Dataflow is a Google Cloud service that provides unified stream and batch data processing at scale. Use Dataflow to create data pipelines that read from one or more sources, transform the data, and write the data to a destination. Dataflow is built on the open source Apache Beam project. Apache Beam lets you write pipelines using a language-specific SDK. Apache Beam supports Java, Python, and Go SDKs, as well as multi-language pipelines. Dataflow executes Apache Beam pipelines. If you decide later to run your pipeline on a different platform, such as Apache Flink or Apache Spark, you can do so without rewriting the pipeline code.

With prior experience in utilizing Beam for batch projects, I was keen to experiment with its streaming functionality.
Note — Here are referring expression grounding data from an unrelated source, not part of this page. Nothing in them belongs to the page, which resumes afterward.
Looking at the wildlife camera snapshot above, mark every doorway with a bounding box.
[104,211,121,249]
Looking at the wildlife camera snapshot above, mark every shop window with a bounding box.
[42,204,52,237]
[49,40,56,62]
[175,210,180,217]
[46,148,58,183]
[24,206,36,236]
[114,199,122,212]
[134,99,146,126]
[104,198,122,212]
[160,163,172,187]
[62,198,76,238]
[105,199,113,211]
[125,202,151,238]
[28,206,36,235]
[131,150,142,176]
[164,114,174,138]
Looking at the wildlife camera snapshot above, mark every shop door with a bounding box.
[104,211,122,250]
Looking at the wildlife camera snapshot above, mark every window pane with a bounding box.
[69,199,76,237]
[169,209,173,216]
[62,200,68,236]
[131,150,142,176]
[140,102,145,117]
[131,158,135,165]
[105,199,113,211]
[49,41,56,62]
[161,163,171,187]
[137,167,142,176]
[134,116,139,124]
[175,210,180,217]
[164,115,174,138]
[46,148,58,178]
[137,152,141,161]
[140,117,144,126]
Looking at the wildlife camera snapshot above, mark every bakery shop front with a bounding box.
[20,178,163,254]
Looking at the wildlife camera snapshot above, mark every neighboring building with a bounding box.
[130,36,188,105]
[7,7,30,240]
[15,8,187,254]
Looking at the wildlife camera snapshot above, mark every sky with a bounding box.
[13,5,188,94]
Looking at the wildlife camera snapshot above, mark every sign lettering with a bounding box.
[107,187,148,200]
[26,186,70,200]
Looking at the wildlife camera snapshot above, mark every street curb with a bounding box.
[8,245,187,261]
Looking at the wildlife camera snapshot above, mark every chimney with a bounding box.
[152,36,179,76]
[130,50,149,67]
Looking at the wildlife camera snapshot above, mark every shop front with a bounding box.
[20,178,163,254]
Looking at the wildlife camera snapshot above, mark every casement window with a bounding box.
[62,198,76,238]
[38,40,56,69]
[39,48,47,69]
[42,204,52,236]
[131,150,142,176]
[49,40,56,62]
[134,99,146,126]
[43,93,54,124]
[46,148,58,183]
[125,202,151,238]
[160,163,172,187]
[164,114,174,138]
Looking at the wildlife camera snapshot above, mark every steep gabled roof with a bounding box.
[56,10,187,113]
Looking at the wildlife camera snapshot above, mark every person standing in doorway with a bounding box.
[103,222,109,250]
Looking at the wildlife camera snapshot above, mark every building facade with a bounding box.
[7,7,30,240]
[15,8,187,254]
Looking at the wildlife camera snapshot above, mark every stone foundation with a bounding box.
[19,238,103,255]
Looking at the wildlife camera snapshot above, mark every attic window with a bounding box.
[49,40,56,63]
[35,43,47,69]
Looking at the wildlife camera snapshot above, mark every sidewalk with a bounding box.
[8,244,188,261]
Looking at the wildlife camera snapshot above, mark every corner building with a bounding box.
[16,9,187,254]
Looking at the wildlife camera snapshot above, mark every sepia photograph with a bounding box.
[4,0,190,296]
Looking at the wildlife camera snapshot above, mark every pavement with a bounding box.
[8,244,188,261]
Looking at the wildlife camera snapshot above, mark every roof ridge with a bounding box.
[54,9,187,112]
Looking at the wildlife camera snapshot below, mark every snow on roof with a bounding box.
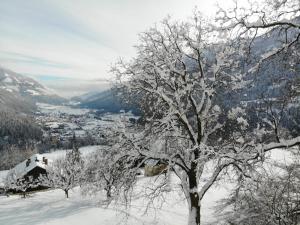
[9,154,52,179]
[145,159,160,166]
[45,122,62,129]
[74,130,86,137]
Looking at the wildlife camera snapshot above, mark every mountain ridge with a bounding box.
[0,66,66,113]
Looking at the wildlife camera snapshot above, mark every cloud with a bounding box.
[0,0,224,96]
[32,76,110,98]
[0,51,71,69]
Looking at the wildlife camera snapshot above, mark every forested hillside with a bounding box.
[74,89,140,114]
[0,109,42,170]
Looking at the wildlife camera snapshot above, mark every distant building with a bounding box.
[7,154,52,191]
[144,159,168,177]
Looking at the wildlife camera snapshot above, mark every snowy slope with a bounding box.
[42,145,103,161]
[72,89,140,114]
[0,148,294,225]
[0,145,231,225]
[0,184,185,225]
[0,66,65,110]
[0,174,231,225]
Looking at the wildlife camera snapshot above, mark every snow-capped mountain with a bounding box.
[0,66,66,113]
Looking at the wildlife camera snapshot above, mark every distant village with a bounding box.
[0,104,145,196]
[0,103,165,196]
[35,103,138,151]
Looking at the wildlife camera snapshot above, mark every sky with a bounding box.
[0,0,227,97]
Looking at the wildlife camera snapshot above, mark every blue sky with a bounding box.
[0,0,223,96]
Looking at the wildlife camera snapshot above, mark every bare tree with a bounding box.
[83,147,130,200]
[216,0,300,72]
[109,13,300,225]
[216,151,300,225]
[215,0,300,149]
[255,78,298,144]
[39,145,84,198]
[0,145,38,170]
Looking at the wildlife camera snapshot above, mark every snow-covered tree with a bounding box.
[215,0,300,138]
[216,151,300,225]
[0,145,38,170]
[83,145,137,201]
[4,170,37,198]
[109,12,300,225]
[39,143,84,198]
[216,0,300,72]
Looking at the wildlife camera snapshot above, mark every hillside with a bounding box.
[0,147,291,225]
[73,24,299,118]
[0,89,36,114]
[72,89,139,114]
[0,66,66,113]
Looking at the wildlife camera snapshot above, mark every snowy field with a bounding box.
[0,148,294,225]
[42,145,104,161]
[37,103,90,115]
[0,174,231,225]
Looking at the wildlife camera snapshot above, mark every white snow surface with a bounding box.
[0,148,294,225]
[0,174,228,225]
[26,89,40,96]
[37,103,90,115]
[3,77,13,83]
[42,145,102,161]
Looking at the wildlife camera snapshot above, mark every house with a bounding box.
[144,159,168,177]
[10,154,52,180]
[6,154,52,192]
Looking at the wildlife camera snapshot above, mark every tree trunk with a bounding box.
[65,189,69,198]
[188,191,201,225]
[106,187,111,199]
[188,168,201,225]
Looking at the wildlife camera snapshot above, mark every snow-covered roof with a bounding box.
[45,122,62,129]
[145,159,160,166]
[8,154,52,179]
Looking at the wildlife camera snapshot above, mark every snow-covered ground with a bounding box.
[37,103,90,115]
[42,145,104,161]
[0,148,295,225]
[0,174,231,225]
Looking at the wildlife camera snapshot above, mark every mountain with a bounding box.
[72,89,139,114]
[72,90,103,102]
[74,19,299,117]
[0,88,36,113]
[0,66,66,113]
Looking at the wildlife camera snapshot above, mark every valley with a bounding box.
[0,65,138,154]
[35,103,138,151]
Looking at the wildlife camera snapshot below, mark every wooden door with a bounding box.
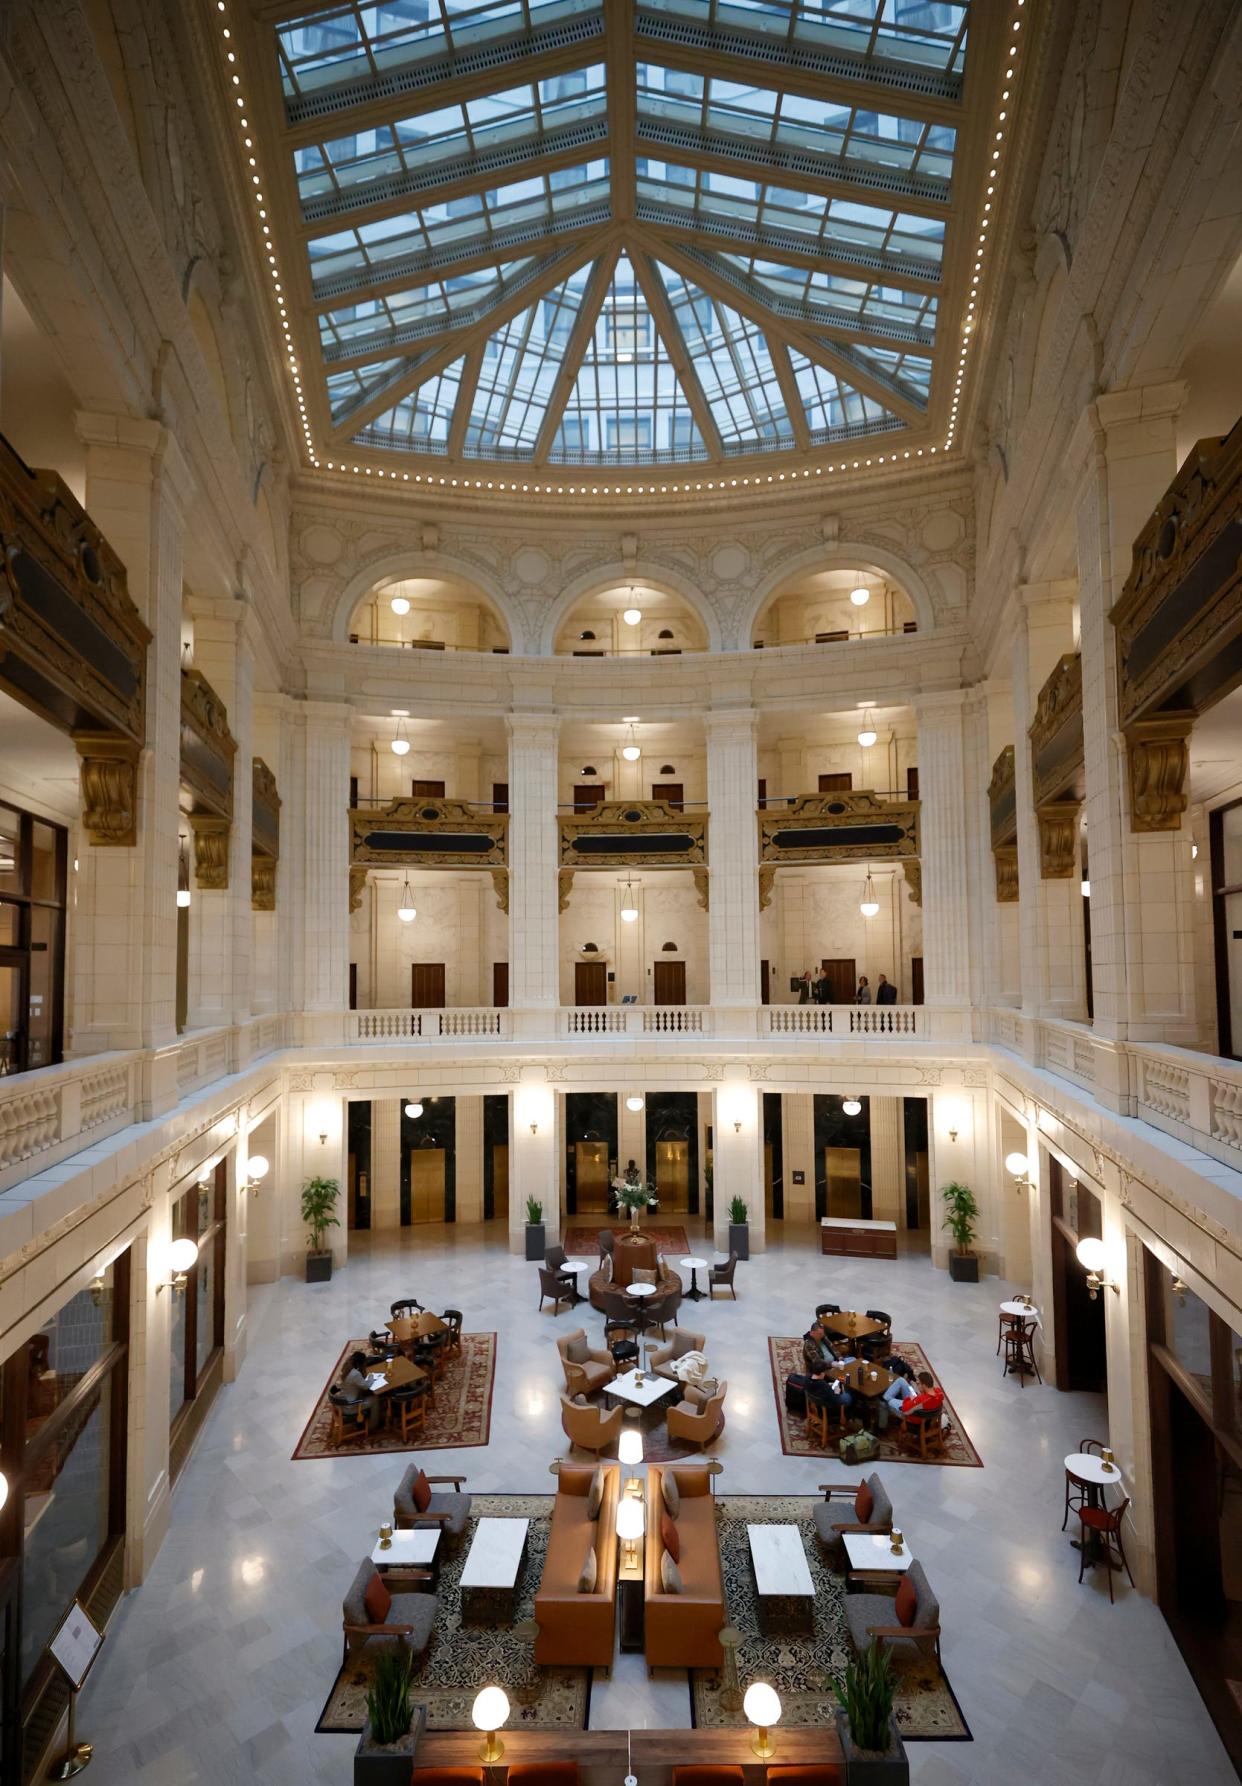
[906,766,919,800]
[574,784,605,811]
[821,957,856,1003]
[492,962,509,1007]
[819,772,852,792]
[652,782,684,810]
[411,779,445,798]
[411,963,446,1007]
[575,960,607,1005]
[492,782,509,814]
[652,960,686,1005]
[349,962,357,1011]
[757,778,767,809]
[910,956,924,1005]
[760,958,770,1005]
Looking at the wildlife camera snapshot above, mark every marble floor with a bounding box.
[78,1221,1236,1786]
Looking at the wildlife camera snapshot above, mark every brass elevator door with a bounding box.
[409,1148,446,1223]
[491,1143,509,1221]
[575,1141,611,1213]
[825,1145,863,1219]
[655,1138,689,1211]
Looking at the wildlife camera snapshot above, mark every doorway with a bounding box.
[652,959,686,1005]
[760,959,770,1005]
[1210,797,1242,1058]
[574,784,605,811]
[644,1091,699,1214]
[902,1096,929,1229]
[565,1092,618,1216]
[820,958,856,1003]
[910,957,924,1005]
[1048,1158,1107,1393]
[763,1090,783,1220]
[819,773,853,792]
[652,782,684,810]
[483,1094,509,1221]
[412,963,446,1007]
[813,1094,871,1219]
[408,1148,446,1223]
[400,1097,455,1223]
[492,962,509,1007]
[575,960,608,1005]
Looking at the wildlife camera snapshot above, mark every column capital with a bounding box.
[506,710,560,745]
[912,687,969,724]
[703,706,758,740]
[1015,578,1077,611]
[74,410,196,507]
[299,697,353,732]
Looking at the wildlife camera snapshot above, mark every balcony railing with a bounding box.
[350,1009,510,1040]
[767,1005,923,1036]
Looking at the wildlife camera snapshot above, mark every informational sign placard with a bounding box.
[49,1602,104,1692]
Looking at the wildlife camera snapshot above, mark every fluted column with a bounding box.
[302,701,352,1031]
[869,1096,902,1224]
[507,713,560,1017]
[912,691,972,1022]
[705,709,761,1014]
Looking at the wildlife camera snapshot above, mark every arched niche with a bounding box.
[347,571,512,655]
[548,574,714,657]
[748,553,925,650]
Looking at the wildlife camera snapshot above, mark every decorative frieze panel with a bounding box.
[74,732,141,847]
[180,667,236,819]
[988,744,1019,901]
[758,791,919,865]
[558,799,707,869]
[993,843,1019,903]
[349,799,508,912]
[190,814,230,891]
[251,757,280,910]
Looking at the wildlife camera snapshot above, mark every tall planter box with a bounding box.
[948,1252,979,1283]
[524,1222,546,1262]
[354,1706,425,1785]
[835,1710,909,1785]
[306,1250,333,1283]
[728,1222,750,1262]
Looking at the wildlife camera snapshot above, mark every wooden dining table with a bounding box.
[838,1359,895,1398]
[821,1310,885,1343]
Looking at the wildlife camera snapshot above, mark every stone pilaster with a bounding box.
[869,1096,902,1224]
[507,713,560,1014]
[911,691,973,1019]
[370,1096,402,1231]
[454,1095,485,1224]
[712,1081,764,1253]
[705,710,761,1013]
[301,701,352,1028]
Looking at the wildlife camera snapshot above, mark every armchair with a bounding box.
[666,1380,727,1447]
[538,1266,575,1315]
[328,1386,376,1445]
[560,1392,625,1455]
[556,1328,617,1397]
[709,1254,739,1299]
[341,1556,438,1660]
[648,1329,707,1382]
[393,1466,472,1542]
[843,1558,941,1663]
[812,1472,893,1560]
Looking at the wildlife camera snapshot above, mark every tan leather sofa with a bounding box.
[643,1464,724,1668]
[534,1463,620,1666]
[560,1392,624,1454]
[666,1380,727,1447]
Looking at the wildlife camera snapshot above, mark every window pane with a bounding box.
[27,905,58,1070]
[25,1272,118,1442]
[0,963,22,1076]
[195,1243,218,1381]
[1167,1277,1213,1399]
[169,1284,189,1425]
[0,902,18,945]
[0,808,19,897]
[21,1390,111,1682]
[29,822,60,902]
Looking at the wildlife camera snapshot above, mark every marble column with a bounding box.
[781,1092,816,1223]
[301,701,352,1038]
[371,1097,402,1231]
[456,1095,485,1224]
[712,1081,765,1253]
[912,691,973,1027]
[507,713,560,1020]
[509,1081,561,1253]
[705,710,761,1017]
[869,1096,902,1224]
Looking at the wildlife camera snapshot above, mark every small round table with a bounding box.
[563,1258,594,1302]
[680,1255,709,1300]
[625,1280,658,1370]
[626,1281,657,1300]
[1000,1299,1040,1324]
[1065,1451,1120,1565]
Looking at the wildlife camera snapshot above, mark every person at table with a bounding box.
[883,1368,943,1416]
[855,975,872,1005]
[802,1323,837,1371]
[796,970,812,1005]
[875,973,897,1006]
[807,1363,854,1415]
[339,1351,384,1431]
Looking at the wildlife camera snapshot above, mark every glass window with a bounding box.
[24,1272,118,1442]
[0,962,20,1077]
[1167,1278,1214,1398]
[0,803,67,1075]
[0,807,21,896]
[21,1390,111,1681]
[29,822,61,903]
[195,1246,218,1381]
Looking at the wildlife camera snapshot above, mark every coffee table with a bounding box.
[604,1367,678,1426]
[371,1528,440,1572]
[843,1530,911,1586]
[747,1523,815,1635]
[460,1516,530,1622]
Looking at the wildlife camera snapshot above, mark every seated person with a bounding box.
[883,1368,943,1416]
[807,1363,854,1413]
[802,1323,837,1372]
[339,1350,371,1398]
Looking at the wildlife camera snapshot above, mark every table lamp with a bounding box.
[618,1428,644,1497]
[743,1681,781,1758]
[471,1685,510,1762]
[616,1496,645,1568]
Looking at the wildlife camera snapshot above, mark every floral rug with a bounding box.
[767,1338,983,1468]
[563,1224,692,1258]
[293,1334,495,1460]
[316,1494,591,1733]
[690,1495,971,1743]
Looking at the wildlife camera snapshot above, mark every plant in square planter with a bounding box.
[728,1195,750,1261]
[302,1175,340,1283]
[524,1196,545,1262]
[942,1180,980,1283]
[833,1638,909,1784]
[354,1646,425,1785]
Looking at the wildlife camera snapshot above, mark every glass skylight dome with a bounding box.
[268,0,972,475]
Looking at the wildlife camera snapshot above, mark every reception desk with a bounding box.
[820,1216,898,1259]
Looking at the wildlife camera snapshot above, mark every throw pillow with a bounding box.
[660,1471,680,1517]
[565,1336,590,1364]
[855,1480,874,1524]
[586,1463,605,1520]
[573,1393,588,1407]
[660,1511,680,1562]
[577,1543,598,1594]
[632,1266,657,1285]
[660,1552,683,1594]
[363,1572,391,1625]
[894,1572,917,1628]
[603,1255,614,1282]
[411,1469,432,1513]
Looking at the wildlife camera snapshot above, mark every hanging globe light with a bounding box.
[391,715,410,756]
[405,1101,424,1119]
[390,595,411,615]
[859,872,880,918]
[622,587,642,626]
[842,1097,862,1117]
[397,878,417,923]
[849,585,870,607]
[622,721,641,762]
[626,1096,645,1112]
[857,727,877,748]
[620,879,639,922]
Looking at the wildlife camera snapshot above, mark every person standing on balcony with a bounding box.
[875,974,897,1006]
[797,970,812,1004]
[814,968,831,1004]
[855,976,872,1004]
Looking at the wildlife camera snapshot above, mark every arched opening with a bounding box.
[553,581,709,656]
[752,564,918,648]
[348,574,511,655]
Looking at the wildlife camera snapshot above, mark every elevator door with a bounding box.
[655,1138,689,1211]
[824,1145,863,1218]
[491,1143,509,1221]
[408,1148,446,1223]
[575,1140,611,1212]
The following is a challenging task I came across and the corresponding solution I developed.

🚀 Data Pipeline Challenge

We have a “conversations.json” file containing the “customer_courier_chat_messages” event data, which includes information about individual messages exchanged between Customers and Couriers through the in-app chat. A sample of the event data is provided below.

{
"senderAppType": "Courier Android",
"courierId": 61404437,
"fromId": 61404437,
"toId": 40874303,
"chatStartedByMessage": true,
"orderId": 10000632,
"orderStage": "IN_PROGRESS",
"customerId": 40874303,
"messageSentTime": "2024-02-01T10:00:00Z"
},
{
...
}

Additionally, you have access to the “orders” event, which contains the “orderId” and “cityCode” fields.

{
"orderId": 10000632,
"cityCode": "MAD"
},
{
...
}

Using the prepared data, we will simulate the streaming of Courier and Customer conversations. We have 400 conversations in total, with the first message coming from either the Courier or the Customer. This initial message is followed by another important message that contains the “orderId” and “cityCode”. Subsequent messages will then appear in chronological order, with each conversation consisting of 2–5 messages. If you’re interested in the original data generation process, you can find the code on my GitHub repository. Below is an example of a complete conversation:

{"senderAppType": "Courier Android", "courierId": 61404437, "fromId": 61404437, "toId": 40874303, "chatStartedByMessage": true, "orderId": 10000632, "orderStage": "IN_PROGRESS", "customerId": 40874303, "messageSentTime": "2024-02-01T10:00:00Z"}
{"orderId": 10000632, "cityCode": "MAD"}
{"senderAppType": "Customer iOS", "customerId": 40874303, "fromId": 40874303, "toId": 61404437, "chatStartedByMessage": false, "orderId": 10000632, "orderStage": "FAILED", "courierId": 61404437, "messageSentTime": "2024-02-01T10:08:00Z"}
{"senderAppType": "Courier Android", "courierId": 61404437, "fromId": 61404437, "toId": 40874303, "chatStartedByMessage": false, "orderId": 10000632, "orderStage": "FAILED", "customerId": 40874303, "messageSentTime": "2024-02-01T10:21:00Z"}
{"senderAppType": "Customer iOS", "customerId": 40874303, "fromId": 40874303, "toId": 61404437, "chatStartedByMessage": false, "orderId": 10000632, "orderStage": "ACCEPTED", "courierId": 61404437, "messageSentTime": "2024-02-01T10:35:00Z"}

Your task is to build a data pipeline to aggregate individual messages into conversations. Take into consideration that a conversation is unique per order. We aim to split the data into two tables: “conversations” and “orders". This separation will facilitate future analytics and data processing. The final table “customer_courier_conversations” should include the following required fields:

● order_id
● city_code
● first_courier_message: Timestamp of the first courier message
● first_customer_message: Timestamp of the first customer message
● num_messages_courier: Number of messages sent by courier
● num_messages_customer: Number of messages sent by customer
● first_message_by: The first message sender (courier or customer)
● conversation_started_at: Timestamp of the first message in the conversation
● first_responsetime_delay_seconds: Time (in secs) elapsed until the first message was responded
● last_message_time: Timestamp of the last message sent
● last_message_order_stage: The stage of the order when the last message was sent

In this article, I will present my solution and provide a detailed, step-by-step guide on how to accomplish this task. Our focus will be on building a streaming pipeline using various GCP services, which include:

  • 🗃️ Google Cloud Storage (GCS) is used to store the “conversations.json” file. It provides reliable and scalable object storage for your data.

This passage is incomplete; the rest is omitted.